Masyarakat yang kecewa akhirnya meninggalkan Kedutaan Tiongkok tanpa menitipkan dokumen tersebut pada security.
Selanjutnya, massa menuju Kementerian Lingkungan Hidup dan Kehutanan (KLHK). Sebelum aksi demo, perwakilan masyarakat diundang KLHK untuk beraudiensi.

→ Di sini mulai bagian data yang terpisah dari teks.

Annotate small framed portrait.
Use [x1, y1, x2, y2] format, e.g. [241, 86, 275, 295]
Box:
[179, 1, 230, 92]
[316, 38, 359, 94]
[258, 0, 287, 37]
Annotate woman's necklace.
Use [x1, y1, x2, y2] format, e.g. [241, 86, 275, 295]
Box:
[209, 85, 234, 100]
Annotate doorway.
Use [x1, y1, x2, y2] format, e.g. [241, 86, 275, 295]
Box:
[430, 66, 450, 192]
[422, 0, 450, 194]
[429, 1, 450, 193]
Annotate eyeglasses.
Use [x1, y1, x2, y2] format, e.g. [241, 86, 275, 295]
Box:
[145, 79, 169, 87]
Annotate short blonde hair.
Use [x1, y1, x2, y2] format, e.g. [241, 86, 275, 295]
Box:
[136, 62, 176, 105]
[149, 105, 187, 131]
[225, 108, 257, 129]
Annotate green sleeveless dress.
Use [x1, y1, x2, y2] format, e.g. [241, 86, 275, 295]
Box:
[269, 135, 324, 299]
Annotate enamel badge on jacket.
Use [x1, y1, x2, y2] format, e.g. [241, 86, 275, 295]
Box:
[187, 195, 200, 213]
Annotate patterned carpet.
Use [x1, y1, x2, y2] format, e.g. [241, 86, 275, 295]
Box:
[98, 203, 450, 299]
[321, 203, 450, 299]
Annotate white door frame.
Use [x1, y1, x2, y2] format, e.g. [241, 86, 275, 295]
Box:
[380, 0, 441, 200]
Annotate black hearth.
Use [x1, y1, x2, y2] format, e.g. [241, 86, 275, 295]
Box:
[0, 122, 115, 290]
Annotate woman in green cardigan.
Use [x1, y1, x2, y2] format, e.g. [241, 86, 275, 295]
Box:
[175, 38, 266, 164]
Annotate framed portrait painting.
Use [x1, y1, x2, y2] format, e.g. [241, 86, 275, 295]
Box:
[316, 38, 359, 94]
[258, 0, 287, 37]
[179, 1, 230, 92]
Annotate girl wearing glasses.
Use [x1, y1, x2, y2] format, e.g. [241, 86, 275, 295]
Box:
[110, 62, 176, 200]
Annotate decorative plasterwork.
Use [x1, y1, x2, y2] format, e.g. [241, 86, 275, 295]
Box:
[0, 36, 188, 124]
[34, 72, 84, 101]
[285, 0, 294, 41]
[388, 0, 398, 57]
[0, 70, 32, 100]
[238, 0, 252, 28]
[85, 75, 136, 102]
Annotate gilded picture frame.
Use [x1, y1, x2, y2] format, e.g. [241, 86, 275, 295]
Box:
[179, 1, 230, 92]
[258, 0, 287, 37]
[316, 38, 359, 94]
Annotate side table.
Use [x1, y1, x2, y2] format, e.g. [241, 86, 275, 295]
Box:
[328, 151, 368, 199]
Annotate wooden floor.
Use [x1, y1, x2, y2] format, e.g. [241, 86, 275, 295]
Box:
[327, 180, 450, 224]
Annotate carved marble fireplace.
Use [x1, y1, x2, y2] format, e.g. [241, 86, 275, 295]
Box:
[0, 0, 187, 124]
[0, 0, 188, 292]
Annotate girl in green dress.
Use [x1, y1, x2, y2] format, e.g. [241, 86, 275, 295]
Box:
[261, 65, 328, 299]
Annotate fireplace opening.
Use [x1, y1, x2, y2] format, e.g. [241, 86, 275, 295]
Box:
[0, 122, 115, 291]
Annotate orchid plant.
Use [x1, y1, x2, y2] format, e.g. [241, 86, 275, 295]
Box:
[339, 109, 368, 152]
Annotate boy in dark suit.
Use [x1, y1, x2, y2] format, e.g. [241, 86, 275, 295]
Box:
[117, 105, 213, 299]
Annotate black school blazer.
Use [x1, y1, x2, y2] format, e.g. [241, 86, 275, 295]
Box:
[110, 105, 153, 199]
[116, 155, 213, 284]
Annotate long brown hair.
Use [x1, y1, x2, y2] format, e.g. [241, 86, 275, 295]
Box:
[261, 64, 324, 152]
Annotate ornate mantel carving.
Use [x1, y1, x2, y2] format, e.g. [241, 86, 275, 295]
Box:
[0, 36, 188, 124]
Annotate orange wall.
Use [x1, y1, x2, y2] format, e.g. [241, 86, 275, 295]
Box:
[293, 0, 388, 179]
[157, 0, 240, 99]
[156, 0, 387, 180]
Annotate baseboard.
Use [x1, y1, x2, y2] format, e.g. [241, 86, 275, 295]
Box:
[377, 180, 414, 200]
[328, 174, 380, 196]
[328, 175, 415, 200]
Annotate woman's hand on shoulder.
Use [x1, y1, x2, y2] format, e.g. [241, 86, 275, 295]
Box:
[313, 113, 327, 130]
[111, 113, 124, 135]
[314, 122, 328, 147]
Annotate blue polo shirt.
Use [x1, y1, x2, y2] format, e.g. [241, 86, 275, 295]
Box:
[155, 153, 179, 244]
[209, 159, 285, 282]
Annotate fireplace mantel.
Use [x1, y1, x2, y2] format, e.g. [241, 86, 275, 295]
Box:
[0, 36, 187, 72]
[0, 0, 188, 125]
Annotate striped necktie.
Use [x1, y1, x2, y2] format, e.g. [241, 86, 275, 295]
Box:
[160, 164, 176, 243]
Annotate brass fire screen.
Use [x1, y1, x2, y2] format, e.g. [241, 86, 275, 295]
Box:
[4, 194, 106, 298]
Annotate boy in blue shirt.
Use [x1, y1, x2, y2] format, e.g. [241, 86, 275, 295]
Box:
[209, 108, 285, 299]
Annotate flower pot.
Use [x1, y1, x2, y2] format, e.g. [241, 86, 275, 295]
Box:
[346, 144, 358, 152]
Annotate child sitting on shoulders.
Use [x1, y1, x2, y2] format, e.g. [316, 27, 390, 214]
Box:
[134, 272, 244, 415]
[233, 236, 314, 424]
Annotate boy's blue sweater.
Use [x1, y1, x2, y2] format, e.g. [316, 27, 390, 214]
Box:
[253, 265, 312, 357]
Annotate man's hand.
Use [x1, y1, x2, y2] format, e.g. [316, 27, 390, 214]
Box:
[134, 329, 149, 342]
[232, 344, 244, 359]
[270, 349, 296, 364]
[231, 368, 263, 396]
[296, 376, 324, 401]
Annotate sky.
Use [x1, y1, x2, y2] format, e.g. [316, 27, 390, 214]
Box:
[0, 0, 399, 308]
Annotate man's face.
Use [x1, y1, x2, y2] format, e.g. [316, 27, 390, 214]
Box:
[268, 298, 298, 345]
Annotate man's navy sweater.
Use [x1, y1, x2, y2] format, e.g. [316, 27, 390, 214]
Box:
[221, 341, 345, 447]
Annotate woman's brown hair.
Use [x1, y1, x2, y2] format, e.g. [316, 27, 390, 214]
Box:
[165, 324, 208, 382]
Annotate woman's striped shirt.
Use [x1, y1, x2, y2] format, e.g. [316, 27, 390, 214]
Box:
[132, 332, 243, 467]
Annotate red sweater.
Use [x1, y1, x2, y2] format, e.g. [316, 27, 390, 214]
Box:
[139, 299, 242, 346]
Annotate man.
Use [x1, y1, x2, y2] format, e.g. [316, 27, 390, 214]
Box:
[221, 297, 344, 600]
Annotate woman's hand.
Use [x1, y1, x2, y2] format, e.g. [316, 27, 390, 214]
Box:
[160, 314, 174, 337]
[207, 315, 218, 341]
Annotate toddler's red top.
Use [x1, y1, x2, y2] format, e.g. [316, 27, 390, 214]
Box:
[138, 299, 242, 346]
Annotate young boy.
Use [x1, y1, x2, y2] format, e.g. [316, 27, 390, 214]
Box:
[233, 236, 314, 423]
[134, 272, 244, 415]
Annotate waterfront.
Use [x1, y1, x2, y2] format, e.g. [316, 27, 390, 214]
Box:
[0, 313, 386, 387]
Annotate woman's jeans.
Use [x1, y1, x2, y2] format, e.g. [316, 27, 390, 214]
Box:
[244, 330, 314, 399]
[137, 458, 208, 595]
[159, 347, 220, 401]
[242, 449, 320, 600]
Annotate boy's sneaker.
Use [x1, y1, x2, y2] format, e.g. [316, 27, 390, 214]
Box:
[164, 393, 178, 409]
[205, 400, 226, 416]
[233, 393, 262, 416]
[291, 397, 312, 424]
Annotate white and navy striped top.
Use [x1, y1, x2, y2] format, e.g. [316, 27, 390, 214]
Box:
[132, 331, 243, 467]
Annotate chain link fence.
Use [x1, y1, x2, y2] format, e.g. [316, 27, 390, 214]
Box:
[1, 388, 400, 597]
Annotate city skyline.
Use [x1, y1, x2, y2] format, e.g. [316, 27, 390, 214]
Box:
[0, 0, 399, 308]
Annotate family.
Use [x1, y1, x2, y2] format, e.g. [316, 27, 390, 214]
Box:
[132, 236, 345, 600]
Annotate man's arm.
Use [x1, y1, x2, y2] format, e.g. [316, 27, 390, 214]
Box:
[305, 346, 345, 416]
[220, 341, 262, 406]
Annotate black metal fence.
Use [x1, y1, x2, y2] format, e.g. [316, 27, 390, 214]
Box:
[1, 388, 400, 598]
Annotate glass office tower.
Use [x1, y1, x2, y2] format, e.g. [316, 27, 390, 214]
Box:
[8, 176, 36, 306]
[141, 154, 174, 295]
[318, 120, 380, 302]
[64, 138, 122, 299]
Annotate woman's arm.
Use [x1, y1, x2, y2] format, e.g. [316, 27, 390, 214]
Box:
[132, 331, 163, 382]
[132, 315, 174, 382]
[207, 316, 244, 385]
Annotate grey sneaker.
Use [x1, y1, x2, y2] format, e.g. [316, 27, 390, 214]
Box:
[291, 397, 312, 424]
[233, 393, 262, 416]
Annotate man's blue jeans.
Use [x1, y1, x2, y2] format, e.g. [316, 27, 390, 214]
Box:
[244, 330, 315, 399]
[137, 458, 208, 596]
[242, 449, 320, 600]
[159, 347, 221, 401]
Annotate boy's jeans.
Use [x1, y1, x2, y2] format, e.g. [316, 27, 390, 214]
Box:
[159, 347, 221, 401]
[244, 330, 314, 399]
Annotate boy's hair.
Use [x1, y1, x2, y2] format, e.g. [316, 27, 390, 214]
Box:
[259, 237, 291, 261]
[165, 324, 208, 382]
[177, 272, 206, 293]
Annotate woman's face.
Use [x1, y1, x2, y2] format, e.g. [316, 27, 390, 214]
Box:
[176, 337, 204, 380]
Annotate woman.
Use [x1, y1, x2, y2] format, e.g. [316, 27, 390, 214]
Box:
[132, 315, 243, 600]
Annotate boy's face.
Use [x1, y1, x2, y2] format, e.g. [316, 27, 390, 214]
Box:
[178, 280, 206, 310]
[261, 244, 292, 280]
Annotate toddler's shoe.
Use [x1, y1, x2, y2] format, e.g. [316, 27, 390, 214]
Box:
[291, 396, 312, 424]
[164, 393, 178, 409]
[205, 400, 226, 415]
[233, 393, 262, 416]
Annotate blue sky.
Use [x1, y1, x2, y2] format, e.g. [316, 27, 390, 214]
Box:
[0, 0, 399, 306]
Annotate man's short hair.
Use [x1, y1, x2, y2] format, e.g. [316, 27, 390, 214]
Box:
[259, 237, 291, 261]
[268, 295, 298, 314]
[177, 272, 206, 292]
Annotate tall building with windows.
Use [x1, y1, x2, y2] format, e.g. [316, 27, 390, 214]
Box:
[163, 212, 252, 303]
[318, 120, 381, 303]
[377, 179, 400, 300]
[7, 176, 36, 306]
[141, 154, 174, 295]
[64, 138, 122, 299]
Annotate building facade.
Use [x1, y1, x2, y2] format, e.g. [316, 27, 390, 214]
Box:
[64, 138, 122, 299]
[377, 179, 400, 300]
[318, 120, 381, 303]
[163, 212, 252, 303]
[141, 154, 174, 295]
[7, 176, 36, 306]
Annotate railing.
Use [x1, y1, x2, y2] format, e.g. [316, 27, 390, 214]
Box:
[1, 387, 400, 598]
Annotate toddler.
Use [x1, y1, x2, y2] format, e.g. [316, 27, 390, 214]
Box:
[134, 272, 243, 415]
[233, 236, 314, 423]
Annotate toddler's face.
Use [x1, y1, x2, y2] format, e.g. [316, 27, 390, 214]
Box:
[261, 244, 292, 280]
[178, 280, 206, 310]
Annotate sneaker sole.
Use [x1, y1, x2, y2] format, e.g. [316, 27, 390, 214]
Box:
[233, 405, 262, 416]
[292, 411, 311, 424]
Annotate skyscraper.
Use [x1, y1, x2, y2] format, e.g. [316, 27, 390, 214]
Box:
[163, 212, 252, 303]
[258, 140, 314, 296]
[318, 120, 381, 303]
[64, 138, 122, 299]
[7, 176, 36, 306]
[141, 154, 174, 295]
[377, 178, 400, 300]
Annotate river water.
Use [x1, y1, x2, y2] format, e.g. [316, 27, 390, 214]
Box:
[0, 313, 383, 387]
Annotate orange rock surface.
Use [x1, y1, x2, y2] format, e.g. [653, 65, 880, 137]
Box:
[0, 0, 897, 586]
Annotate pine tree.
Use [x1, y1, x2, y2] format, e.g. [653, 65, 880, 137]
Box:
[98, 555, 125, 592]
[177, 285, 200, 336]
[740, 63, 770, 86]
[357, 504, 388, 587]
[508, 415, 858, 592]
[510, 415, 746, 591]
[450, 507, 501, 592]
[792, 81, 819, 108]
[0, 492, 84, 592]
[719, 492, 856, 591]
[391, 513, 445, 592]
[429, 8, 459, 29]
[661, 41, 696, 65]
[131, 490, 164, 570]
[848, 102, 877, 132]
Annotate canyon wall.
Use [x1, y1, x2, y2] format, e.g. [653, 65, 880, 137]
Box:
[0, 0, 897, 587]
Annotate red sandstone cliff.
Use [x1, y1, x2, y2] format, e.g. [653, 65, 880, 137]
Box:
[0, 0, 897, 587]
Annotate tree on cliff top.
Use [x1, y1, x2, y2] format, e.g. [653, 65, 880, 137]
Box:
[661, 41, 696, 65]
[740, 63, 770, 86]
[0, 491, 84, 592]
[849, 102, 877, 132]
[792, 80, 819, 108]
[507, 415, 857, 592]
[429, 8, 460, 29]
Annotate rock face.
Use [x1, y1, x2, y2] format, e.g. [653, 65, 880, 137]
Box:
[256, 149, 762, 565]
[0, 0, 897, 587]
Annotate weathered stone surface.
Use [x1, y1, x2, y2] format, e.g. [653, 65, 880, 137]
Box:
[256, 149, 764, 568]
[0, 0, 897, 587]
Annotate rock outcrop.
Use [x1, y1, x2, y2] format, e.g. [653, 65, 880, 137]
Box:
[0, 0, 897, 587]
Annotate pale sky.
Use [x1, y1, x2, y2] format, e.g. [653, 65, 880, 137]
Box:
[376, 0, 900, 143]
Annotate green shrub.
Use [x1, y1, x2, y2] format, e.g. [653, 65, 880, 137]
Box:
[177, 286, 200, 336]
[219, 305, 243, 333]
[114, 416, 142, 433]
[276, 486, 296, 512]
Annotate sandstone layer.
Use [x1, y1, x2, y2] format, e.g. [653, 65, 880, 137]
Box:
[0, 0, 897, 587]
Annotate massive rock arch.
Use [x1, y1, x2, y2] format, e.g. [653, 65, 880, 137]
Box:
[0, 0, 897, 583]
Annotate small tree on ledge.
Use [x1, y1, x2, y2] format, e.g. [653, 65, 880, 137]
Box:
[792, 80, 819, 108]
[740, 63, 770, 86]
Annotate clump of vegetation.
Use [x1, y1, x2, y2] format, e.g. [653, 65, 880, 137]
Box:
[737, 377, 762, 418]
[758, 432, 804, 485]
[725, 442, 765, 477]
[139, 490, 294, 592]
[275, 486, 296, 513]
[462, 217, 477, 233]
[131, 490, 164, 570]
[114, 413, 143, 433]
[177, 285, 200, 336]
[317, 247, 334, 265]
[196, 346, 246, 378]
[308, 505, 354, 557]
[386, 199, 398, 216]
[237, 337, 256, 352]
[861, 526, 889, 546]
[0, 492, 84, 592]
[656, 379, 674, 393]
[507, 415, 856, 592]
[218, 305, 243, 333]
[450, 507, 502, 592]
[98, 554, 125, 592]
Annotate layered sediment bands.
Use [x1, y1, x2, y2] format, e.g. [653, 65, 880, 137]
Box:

Ester (dari PDLUK) dan Surya (Bagian Gakkum) serta bagian Humas KLHK menerima perwakilan warga Dairi. Dalam kesempatan tersebut, Mangatur Sihombing sebagai perwakilan masyarakat dari Desa Sumbari menyampaikan terkait isi Laporan CAO, kejadian bocor limbah pada masa eksplorasi DPM pada 2012 dan kejadian banjir bandang pada Desember 2018 yang merenggut tujuh (7) orang korban. Dua korban tidak ditemukan jenazahnya sampai sekarang.
Marlince Sinambela menambahkan betapa dia trauma hingga saat ini jika mengingat musibah banjir bandang yang menyebabkan sawah dan ladang rusak. Masyarakat menuntut pemerintah Indonesia untuk membatalkan proyek ini dan tidak memberikan persetujuan lingkungan ke DPM.